Nous voici arrivés au fameux Samson, le terrible parmi les terribles, l’Hercule biblique. Les Philistins, qui n’avaient pas trop fait parler d’eux jusqu’à présent, entrent sérieusement en scène et vont, pendant des siècles, donner du fil à retordre au peuple de Dieu. Ces mécréants débutèrent par un asservissement de quarante années; ils matèrent les Juifs et ne leur épargnèrent aucune humiliation. Quand Jéhovah décréta qu’il était temps de préparer la délivrance des enfants d’Israël, il s’y prit de bonne heure, cette fois, en employant une vieille méthode: il envoya un ange au sieur Manoah, de la tribu de Dan, qui avait une femme stérile; peu après la visite de l’ange, Mme Manoah fut enceinte. L’ange fit promettre à la mère que son enfant ne se couperait jamais les cheveux; Mme Manoah mit au monde le providentiel bébé, M. Manoah fut dans une joie que je renonce à décrire, et l’enfant reçut le nom de Samson (ch. 13).
Le gaillard, dès son jeune âge, fit preuve d’une force extraordinaire. Un jour, rien qu’en s’amusant, il tua un des plus terribles lions de la contrée. Dès qu’il fut pubère, il voulut se marier, et, ce qui paraîtra bizarre de la part d’un élu de Dieu, c’est une philistine qu’il désira avoir pour femme: ses parents eurent beau lui rappeler que les mariages avec des filles idolâtres étaient interdits par la loi de Moïse, le jeune Samson répliqua qu’il y avait exception pour lui; il épousa donc sa philistine.
Pendant les noces, qui durèrent plusieurs jours, il proposa une énigme aux jeunes gens de la famille de son épouse: l’enjeu consistait en trente chemises et trente tuniques que ceux-ci auraient à offrir à Samson, s’ils ne pouvaient parvenir à deviner son énigme, et réciproquement. La mariée, qui tenait à faire gagner à ses parents ce lot important de frusques, se fit dire par Samson le mot de l’énigme, le soir, sur l’oreiller, et l’enseigna ensuite aux jeunes philistins. Samson, ayant ainsi perdu son pari, n’avait plus qu’à s’exécuter. Pour cela, il se rendit à Ascalon, chercha querelle à trente philistins, qu’il embrocha sans la moindre difficulté, prit leurs chemises et leurs tuniques et les donna aux devineurs gagnants. Quant à sa femme, qui avait eu la rosserie de lui tirer les vers du nez et de le trahir, elle ne termina pas son mariage avec lui: on était au septième et dernier jour des noces; le beau-père, ce soir-là, sans prévenir Samson, adjugea la mariée à un compagnon, que le jeune hébreu considérait comme son meilleur ami. (ch. 14)

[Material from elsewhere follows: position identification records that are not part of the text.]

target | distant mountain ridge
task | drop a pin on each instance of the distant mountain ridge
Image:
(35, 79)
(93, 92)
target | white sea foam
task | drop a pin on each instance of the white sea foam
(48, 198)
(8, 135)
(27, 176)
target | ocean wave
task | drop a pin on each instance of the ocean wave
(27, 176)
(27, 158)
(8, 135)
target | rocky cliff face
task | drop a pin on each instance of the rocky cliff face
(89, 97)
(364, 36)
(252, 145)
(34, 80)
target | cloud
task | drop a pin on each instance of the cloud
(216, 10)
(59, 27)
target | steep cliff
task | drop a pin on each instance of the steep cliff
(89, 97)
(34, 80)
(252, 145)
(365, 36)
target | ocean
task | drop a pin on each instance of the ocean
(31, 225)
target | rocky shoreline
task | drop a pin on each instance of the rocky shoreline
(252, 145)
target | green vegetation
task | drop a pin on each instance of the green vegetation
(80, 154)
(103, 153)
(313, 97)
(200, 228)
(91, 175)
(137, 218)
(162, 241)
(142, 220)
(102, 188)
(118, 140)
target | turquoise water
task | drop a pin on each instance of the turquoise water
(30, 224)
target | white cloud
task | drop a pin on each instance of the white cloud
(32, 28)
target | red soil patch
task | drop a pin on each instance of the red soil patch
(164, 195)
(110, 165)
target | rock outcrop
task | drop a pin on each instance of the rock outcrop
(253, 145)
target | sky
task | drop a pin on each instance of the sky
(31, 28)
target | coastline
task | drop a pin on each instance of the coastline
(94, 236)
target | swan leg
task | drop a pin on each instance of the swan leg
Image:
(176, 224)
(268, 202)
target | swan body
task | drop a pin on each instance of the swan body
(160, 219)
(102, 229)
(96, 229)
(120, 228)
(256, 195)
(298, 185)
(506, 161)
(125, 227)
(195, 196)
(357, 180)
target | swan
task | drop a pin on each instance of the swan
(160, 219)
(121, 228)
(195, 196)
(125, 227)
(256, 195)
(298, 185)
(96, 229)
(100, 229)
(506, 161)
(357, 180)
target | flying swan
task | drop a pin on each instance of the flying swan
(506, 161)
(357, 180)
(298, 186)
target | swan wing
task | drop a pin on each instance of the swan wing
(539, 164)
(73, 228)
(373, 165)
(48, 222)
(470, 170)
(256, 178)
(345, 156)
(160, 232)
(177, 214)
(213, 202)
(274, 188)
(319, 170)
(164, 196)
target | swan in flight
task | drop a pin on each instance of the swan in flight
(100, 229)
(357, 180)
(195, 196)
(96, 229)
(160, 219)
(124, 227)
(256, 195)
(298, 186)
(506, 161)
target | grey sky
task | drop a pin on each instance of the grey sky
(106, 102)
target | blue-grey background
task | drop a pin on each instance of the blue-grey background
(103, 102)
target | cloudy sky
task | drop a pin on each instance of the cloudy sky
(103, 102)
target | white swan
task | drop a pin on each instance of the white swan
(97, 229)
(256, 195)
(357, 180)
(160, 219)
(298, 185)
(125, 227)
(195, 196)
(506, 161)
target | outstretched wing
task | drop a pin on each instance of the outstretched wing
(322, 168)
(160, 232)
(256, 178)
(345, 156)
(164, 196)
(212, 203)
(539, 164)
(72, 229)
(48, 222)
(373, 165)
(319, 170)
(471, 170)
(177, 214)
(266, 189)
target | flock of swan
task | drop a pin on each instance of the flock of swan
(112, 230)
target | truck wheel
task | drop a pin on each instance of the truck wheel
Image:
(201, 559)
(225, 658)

Quelques jours après, Samson, ignorant qu’il avait été remplacé, et ne gardant plus rancune à sa femme, se rendit chez elle, porteur d’un chevreau qu’il désirait lui offrir. Mais, quand il fut arrivé à la porte de la chambre, il se heurta au beau-père, refusant de le laisser entrer.
«J’ai cru, lui dit celui-ci, que tu avais conçu de l’aversion tout-à-coup pour ma fille; aussi l’ai-je donnée à ton compagnon. Mais, si tu veux ma fille cadette, tu n’as qu’à parler. Voyons, n’est-elle pas plus belle que sa sœur aînée? Je t’en prie, prends-la. — Samson répondit: Eh bien! maintenant, quelque grand que puisse être le mal que je ferai aux Philistins, je me tiendrai pour innocent.» (15:1–3)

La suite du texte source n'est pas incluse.